Staggering cliffs, cascading waterfalls, and single-lane roads are what make Virginia’s Shenandoah National Park a gold mine for photography. From north to south, there are hundreds of striking overlooks and gratifying hikes to explore along the infamous Skyline Drive. Whether you are an Instagram enthusiast or an experienced travel photographer looking for the best shot, this is everything you need to know about photographing Shenandoah.
Interested in finding wildlife on your photography adventure in Shenandoah national park? Check out this piece on searching for bears in Shenandoah! Never been to a national park before? Read our first-timer’s guide. New to photography? Here are the basics.
Where to go: From North to South
Stony Man Mountain
A good photographer is always willing to scramble for the perfect shot, perhaps literally in this case. Scaling a “rock scramble” at an elevation of 4,000 ft is what it takes to reach the summit of Stony Man Mountain, but the view is completely worth it. Make sure to keep your camera gear safely tucked away in your bag, away from sharp edges and corners. After slipping through crevices and avoiding precarious edges for 3 miles, you can finally stand on a flat surface with two feet. Pull out your camera and start shooting. The picturesque peak boasts a gorgeous 360° view of Virginia. Of course, the best (and busiest) time to visit is during fall, when the leaves are at peak color. The foliage creates a wonderland of rich reds, oranges, and yellows that make for a great photo op.
Doyle’s River Falls
Divided into upper and lower sections, Doyle’s River Falls is a can’t miss attraction for photographers. A scenic, moderate 4-mile round trip hike will take you to see both falls, which are less than a mile away from each other. An effective way to photograph waterfalls is to shoot from a low angle, which means getting a little wet. A well-prepared photographer should wear waterproof hiking boots to avoid the classic wet-sock mishap. Make sure to also bring your tripod and shoot with a slow shutter speed. Arrive at sunrise or sunset during low light for the best results.
It would be an understatement to say that Humpback Rock is popular in Shenandoah. After gaining significant traction on social media, Humpback has become a crowd favorite, and for good reason. Though you should avoid weekends at all costs and prepare to get your cardio in, the hike is quite a breeze. There are two trails: a long trek with a gradual incline, and a shortcut with a steep incline. Either way, the view at the peak is stunning.
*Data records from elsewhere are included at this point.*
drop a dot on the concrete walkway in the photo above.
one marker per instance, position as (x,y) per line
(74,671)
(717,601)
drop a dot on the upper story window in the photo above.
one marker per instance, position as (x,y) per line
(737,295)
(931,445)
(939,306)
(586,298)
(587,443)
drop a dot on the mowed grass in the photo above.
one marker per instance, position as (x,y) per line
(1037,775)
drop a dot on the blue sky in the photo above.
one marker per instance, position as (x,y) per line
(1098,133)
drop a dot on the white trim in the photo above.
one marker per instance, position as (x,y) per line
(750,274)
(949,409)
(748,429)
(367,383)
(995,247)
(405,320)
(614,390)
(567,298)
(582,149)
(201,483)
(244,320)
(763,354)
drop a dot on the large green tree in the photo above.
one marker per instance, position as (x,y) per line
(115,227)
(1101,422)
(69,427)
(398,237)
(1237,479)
Often hikers will bring lunch to have a picnic at the top and enjoy the view–and of course, snap a few photos as well.
Falling Spring Falls
Noted as an easy and convenient stop, Falling Spring Falls is a must see in Shenandoah National Park. The 80- foot falls is located right off the road, making it a quick 1- minute walk from the parking area. Photographers come prepared; there is only one viewpoint of the falls, and it is a good distance away, so a wide- angle lens won’t work. Instead, opt for a mid- range zoom lens, like a 24-70mm. Also, the adjacent mountain can create funky shadows in the late afternoon, so it’s best to check out the falls in the late morning/early afternoon. This old mining site-turned-waterfall is the perfect pit stop to get a quick snap for the ‘Gram.
The 215-foot natural phenomenon known as Natural Bridge is located at the southernmost point of Shenandoah National Park. The organic limestone formation sits amid a gorge and spans 90 feet across Cedar Creek. Although Natural Bridge is the main attraction, visitors can spend hours exploring other trails and parts of the park. $8 per person for that view seems like a good deal. Pro tip: for the best light, arrive 30-45 minutes before sunset to allow plenty of time to get the shot.
- When photographing water, use a tripod + slow shutter speed for a smoothing effect.
- Sunrise and sunset offer the best light; give yourself plenty of time.
- Bring at least two different lenses, because you never know what the moment will call for.
- Tall landscapes (like mountains and waterfalls) require a wide-angle lens.
- Bring backup batteries and memory cards.
- Use a UV lens filter for darker, richer colors.
- Don’t be afraid to experiment! Try different angles, frames, or a low aperture setting to set the focus of the picture.
- Get uncomfortable. No great photograph was ever made from sleeping in. Catch the sunrise, scale the cliff, get dirty. The best way to stand out as a photographer is to find a unique frame. If you prioritize one practice as a photographer, let it be to ‘stretching yourself.’